In the 1990s, clients had grown confident of their investment advisers' expertise in allocating assets across equity classes and in equity fund selection. Now, post-2000, these same clients have become disenchanted with equities and question their advisers' investment expertise. The advisers needed to demonstrate new skills and asset allocation became the advisers' new buzzword, the new approach to investment excellence.
But asset allocation is not a science – it's not even difficult – it's just another word for diversification. This is common sense and even in 2000 most HNWIs had quite well-diversified portfolios, though having two-thirds of their liquid assets in equities was neither uncommon nor indeed unwise.
The real skill in asset allocation is in the timing of change but this is rarely emphasised by advisers as timing is both difficult and prone to error. Instead advisers often imply that there are permanent, long term allocation strategies, tailored precisely to different risk levels, that will work consistently over time to the benefit of the HNWI. This has led HNWIs to become do-it-yourself investors.
Between 2000 and 2002 HNWIs decided the time had come to make gradual but substantial changes in their asset allocations. There was no dramatic selling of equities and purchasing of alternatives, just a general reluctance to invest new money in equities or equity-related products. Equities fell back to about a 45% portfolio share, resulting more from a lower or nil allocation of new money rather than from share disposals.
This new money was initially held as cash, in savings accounts, money market accounts and similar cash equivalents, so that by 2002 cash was taking close to a 20% share of HNWI liquid investible assets. The next movement was a gradual and accelerating flow of money into a new investment category, property. This was initially focused on residential property and marked a new phenomenon – a sort of semi-liquid investment. HNWI investors used cash released from liquid assets to buy properties, and considered these part of their investment portfolios. To maintain liquidity, many investors forwent rental income and held unoccupied property as their investment.
HNWIs as DIY investors
More HNWIs became DIY investors, as advisers were slow to recommend property investments or to become property experts.

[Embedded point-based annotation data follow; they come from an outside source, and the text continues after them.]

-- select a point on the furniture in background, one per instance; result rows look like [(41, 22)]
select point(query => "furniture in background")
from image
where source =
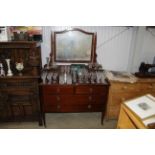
[(121, 91), (128, 120), (72, 81), (20, 101), (137, 113)]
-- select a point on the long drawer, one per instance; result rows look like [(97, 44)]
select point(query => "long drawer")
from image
[(84, 89), (74, 99)]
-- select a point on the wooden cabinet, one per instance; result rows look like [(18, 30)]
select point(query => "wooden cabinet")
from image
[(74, 98), (19, 95), (121, 91)]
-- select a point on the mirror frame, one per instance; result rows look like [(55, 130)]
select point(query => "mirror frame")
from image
[(93, 47)]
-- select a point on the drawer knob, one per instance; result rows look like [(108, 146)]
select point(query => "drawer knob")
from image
[(125, 87), (89, 106), (122, 99), (58, 98), (91, 90), (58, 90), (58, 106), (150, 86), (90, 98)]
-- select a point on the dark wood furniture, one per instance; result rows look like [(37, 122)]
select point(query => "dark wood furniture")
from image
[(19, 95), (121, 91), (74, 98), (57, 96)]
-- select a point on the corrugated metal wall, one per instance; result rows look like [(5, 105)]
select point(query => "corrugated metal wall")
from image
[(113, 44)]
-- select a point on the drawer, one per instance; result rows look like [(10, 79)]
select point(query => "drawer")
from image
[(85, 89), (82, 108), (51, 89), (119, 87), (52, 99), (74, 99), (147, 87), (135, 87), (82, 99), (52, 108)]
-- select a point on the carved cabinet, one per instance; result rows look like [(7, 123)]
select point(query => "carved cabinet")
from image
[(19, 94)]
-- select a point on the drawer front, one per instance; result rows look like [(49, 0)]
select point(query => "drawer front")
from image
[(74, 99), (85, 89), (51, 89), (135, 87), (52, 99), (120, 87), (82, 108), (17, 84), (52, 108), (116, 99), (113, 112)]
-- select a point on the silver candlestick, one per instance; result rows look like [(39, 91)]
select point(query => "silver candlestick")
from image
[(9, 72)]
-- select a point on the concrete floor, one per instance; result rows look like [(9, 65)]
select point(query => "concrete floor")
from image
[(65, 121)]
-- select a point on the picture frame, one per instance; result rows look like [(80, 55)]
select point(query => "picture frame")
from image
[(74, 46)]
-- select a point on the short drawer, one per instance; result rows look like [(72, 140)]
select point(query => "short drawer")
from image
[(123, 87), (85, 89), (52, 89), (52, 99)]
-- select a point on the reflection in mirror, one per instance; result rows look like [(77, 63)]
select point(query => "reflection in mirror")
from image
[(74, 46)]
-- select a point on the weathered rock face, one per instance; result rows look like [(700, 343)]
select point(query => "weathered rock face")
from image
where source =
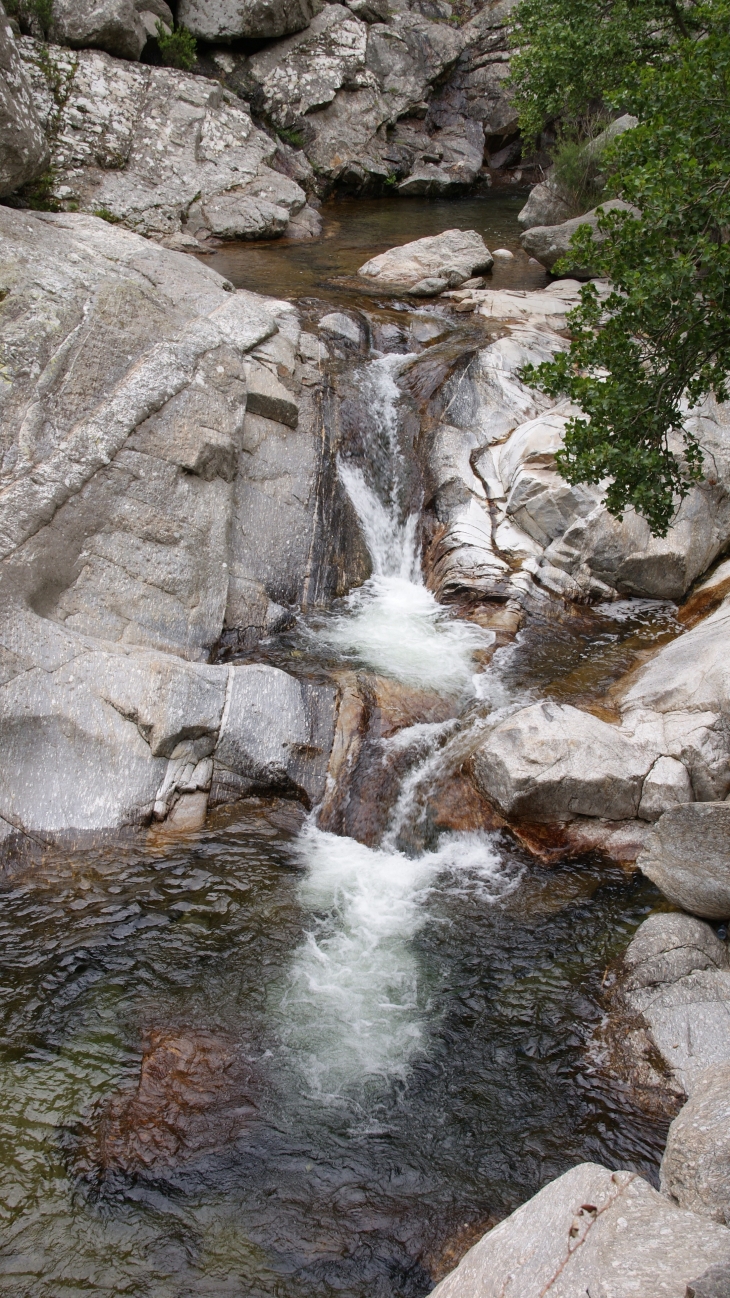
[(591, 1231), (674, 985), (550, 243), (126, 449), (24, 151), (548, 204), (552, 762), (227, 20), (450, 258), (689, 858), (111, 25), (695, 1168), (157, 149)]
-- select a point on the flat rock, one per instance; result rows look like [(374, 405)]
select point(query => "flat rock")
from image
[(550, 243), (590, 1232), (24, 149), (553, 762), (452, 256), (695, 1168), (230, 20), (689, 858), (111, 25)]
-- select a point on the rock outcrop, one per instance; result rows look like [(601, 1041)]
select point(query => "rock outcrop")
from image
[(24, 149), (134, 512), (695, 1168), (591, 1232), (430, 265), (689, 858), (550, 244), (229, 20), (168, 155)]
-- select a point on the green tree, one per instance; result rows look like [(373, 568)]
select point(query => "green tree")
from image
[(661, 340)]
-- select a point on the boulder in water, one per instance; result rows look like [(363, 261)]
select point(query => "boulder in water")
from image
[(689, 858), (452, 257)]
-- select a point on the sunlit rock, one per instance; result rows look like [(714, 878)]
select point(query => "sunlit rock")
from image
[(591, 1231)]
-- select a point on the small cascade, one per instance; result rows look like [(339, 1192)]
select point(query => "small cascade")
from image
[(356, 1006)]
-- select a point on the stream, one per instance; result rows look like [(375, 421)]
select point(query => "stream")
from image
[(276, 1059)]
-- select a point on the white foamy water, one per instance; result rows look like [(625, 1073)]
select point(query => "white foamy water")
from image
[(356, 1006)]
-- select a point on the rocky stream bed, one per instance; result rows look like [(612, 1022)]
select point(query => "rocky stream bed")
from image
[(342, 739)]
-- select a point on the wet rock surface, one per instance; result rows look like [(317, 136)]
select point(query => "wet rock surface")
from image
[(689, 858)]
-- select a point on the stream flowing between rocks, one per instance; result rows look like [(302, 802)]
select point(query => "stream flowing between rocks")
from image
[(277, 1059)]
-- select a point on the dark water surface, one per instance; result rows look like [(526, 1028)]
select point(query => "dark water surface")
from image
[(269, 1061), (359, 229)]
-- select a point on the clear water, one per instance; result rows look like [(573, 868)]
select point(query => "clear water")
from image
[(274, 1061)]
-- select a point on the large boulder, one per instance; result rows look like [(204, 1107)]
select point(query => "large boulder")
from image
[(450, 257), (24, 151), (125, 460), (166, 153), (695, 1168), (553, 762), (548, 203), (229, 20), (689, 858), (548, 244), (670, 1015), (111, 25), (590, 1232)]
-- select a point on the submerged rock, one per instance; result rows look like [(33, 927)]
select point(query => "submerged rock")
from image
[(24, 149), (451, 257), (689, 858), (591, 1231)]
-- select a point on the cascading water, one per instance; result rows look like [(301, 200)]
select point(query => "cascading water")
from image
[(356, 1006)]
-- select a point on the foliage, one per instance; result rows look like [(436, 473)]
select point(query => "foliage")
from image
[(661, 340), (177, 47), (573, 55), (579, 170)]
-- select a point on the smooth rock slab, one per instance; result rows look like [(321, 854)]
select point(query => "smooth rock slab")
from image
[(695, 1168), (229, 20), (24, 151), (689, 858), (452, 256), (553, 762), (595, 1232)]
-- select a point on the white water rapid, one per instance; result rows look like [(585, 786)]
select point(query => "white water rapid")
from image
[(356, 1006)]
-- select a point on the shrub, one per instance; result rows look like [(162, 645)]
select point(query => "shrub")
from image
[(177, 47)]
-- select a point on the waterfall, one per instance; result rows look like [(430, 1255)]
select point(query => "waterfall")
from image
[(355, 1006)]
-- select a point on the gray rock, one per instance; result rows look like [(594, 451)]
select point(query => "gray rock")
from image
[(689, 858), (269, 397), (157, 149), (276, 732), (550, 243), (452, 256), (553, 762), (590, 1232), (24, 152), (111, 25), (339, 325), (229, 20), (547, 204), (676, 979), (695, 1168), (713, 1283), (668, 784)]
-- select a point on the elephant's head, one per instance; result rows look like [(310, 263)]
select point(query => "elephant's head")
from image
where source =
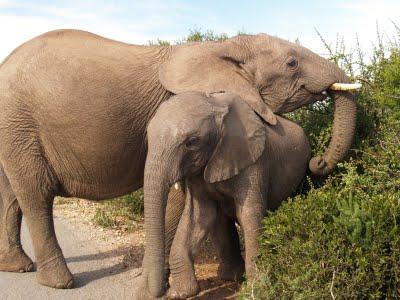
[(193, 134), (272, 76)]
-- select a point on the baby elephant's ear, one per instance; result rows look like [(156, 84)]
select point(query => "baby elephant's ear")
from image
[(241, 141)]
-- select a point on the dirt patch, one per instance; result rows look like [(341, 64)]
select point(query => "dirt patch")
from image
[(120, 241)]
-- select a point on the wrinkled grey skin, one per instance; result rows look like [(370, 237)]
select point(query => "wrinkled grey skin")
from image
[(75, 106), (234, 167)]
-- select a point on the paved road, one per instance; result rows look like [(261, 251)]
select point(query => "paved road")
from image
[(98, 274)]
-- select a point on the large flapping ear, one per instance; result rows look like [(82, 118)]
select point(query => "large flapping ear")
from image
[(241, 141), (213, 67)]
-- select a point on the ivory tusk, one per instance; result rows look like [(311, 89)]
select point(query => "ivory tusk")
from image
[(345, 86)]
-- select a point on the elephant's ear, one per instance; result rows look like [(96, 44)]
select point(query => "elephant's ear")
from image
[(214, 67), (241, 143)]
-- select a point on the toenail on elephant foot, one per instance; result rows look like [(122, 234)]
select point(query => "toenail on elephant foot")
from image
[(15, 260), (183, 291), (55, 273), (231, 272)]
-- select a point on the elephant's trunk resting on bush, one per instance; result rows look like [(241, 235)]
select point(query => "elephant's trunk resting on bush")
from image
[(74, 111)]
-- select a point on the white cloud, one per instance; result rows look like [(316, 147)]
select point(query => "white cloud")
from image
[(29, 20), (360, 19)]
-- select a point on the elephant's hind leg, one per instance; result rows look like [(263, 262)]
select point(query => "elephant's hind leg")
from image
[(12, 256), (35, 186)]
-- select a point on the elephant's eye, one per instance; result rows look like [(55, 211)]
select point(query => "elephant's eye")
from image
[(292, 63), (192, 142)]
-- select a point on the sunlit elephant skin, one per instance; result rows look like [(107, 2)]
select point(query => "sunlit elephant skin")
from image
[(228, 158), (75, 107)]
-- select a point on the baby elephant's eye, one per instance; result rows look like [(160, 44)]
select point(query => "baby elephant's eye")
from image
[(192, 142), (292, 63)]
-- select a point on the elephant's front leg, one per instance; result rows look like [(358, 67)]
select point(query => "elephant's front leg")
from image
[(251, 211), (227, 244), (198, 217)]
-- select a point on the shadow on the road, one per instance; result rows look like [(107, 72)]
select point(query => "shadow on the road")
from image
[(108, 254), (214, 288), (131, 258)]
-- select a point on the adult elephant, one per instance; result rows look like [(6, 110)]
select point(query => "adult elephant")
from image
[(74, 111)]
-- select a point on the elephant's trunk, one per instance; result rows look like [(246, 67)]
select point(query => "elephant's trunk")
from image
[(342, 136), (156, 188)]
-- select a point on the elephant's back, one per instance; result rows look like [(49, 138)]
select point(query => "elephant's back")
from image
[(82, 99)]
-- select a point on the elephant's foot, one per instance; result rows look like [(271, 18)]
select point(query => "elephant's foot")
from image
[(55, 273), (183, 286), (231, 271), (15, 260), (141, 291)]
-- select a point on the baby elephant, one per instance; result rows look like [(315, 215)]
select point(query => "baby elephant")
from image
[(233, 167)]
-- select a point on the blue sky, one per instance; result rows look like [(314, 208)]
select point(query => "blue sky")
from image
[(141, 21)]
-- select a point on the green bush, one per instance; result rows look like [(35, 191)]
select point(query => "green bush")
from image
[(124, 211), (340, 239)]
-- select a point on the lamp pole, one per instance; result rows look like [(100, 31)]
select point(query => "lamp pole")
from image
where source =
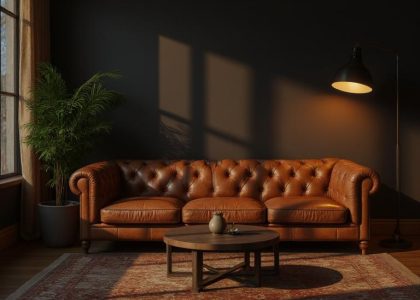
[(355, 78), (397, 242)]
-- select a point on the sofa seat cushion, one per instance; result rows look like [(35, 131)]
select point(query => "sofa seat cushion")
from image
[(143, 210), (235, 209), (305, 210)]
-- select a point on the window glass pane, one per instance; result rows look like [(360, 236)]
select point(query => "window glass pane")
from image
[(8, 135), (8, 55), (9, 5)]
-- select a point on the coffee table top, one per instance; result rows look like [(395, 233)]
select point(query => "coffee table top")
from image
[(199, 237)]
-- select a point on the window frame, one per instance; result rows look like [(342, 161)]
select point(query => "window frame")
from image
[(16, 94)]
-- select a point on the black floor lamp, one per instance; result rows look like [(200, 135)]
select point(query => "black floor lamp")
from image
[(355, 78)]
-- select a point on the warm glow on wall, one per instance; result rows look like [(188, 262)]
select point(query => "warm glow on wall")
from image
[(351, 87)]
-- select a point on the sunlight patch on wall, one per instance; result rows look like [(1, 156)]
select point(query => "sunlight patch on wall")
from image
[(175, 77), (228, 97)]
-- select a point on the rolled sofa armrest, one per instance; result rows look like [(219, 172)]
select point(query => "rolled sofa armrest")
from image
[(350, 185), (97, 185)]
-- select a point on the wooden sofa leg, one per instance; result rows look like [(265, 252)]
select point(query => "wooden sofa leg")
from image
[(86, 246), (363, 245)]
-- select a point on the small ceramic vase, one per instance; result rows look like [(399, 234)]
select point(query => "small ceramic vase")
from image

By 2004 property investment was taking a 15–20% HNWI portfolio share, a share built up entirely without the use of advisers. Fixed income investment in bonds and gilts showed relatively little change post 2000 though they may have enjoyed some limited growth as an alternative destination for cash. The next significant growth was in pooled property investments, as financial product developers noted the move into property and a mix of residential and commercial property pooled funds emerged.
To date there is no measurable sign of an HNWI movement out of property, despite indications that the residential market is peaking. But, when it does occur, it will be a gradual and not a sharp movement.
There are signs of major movement into 'alternative' investments: derivative-based structured products. These enable private investors to take advantage of sophisticated investment tools that have been available to institutional and professional investors but have had limited availability to private investors. Their principal benefit is the offer of risk-controlled investments with well-defined risk levels. Needless to say reduced risk comes at a price!
The most popular structured products to date are guaranteed equity bonds that enable investors to benefit from rises in any equity index, for example the FTSE100 or the FTSE250 or Dow Jones, without any risk to their initial investment capital.
Structured products, particularly those linked to equity indices, are proving very popular with HNWIs, who are still smarting from the post 2000 falls in worldwide equity markets. They are seen as a safe home for equity investment as investors move back into equities. Over a fifth of HNWIs now own at least one such product and the structured product share of HNWI portfolios is growing rapidly. The HNWI market for these products is forecast to be worth £40-£50bn within two or three years as penetration reaches 40% with a 10-15% portfolio share. This is a reasonable prediction based on current growth both in take up and in the availability of new structured products linked not only to equity indices but also to a range of other asset classes.
Since well before the current cult of asset allocation HNWIs chose well-diversified portfolios, spread across five or six major investment categories. What is surprising has been the ability of HNWIs as a group to change their asset allocation profiles as the market landscape changes. HNWIs are not static, inert investors but active, involved investors. Their activity is not one of fast, short-term buying and selling but of evolution: as the market changes, as investment categories rise and fall, so do the HNWI investment portfolios evolve. They are not believers in static asset allocation, they do not think that one set asset allocation is right for the long term. Instead they appreciate that markets are dynamic and their portfolios need to evolve to meet their investment objectives. Timing not asset allocation per se is the most important factor in preserving or building their wealth.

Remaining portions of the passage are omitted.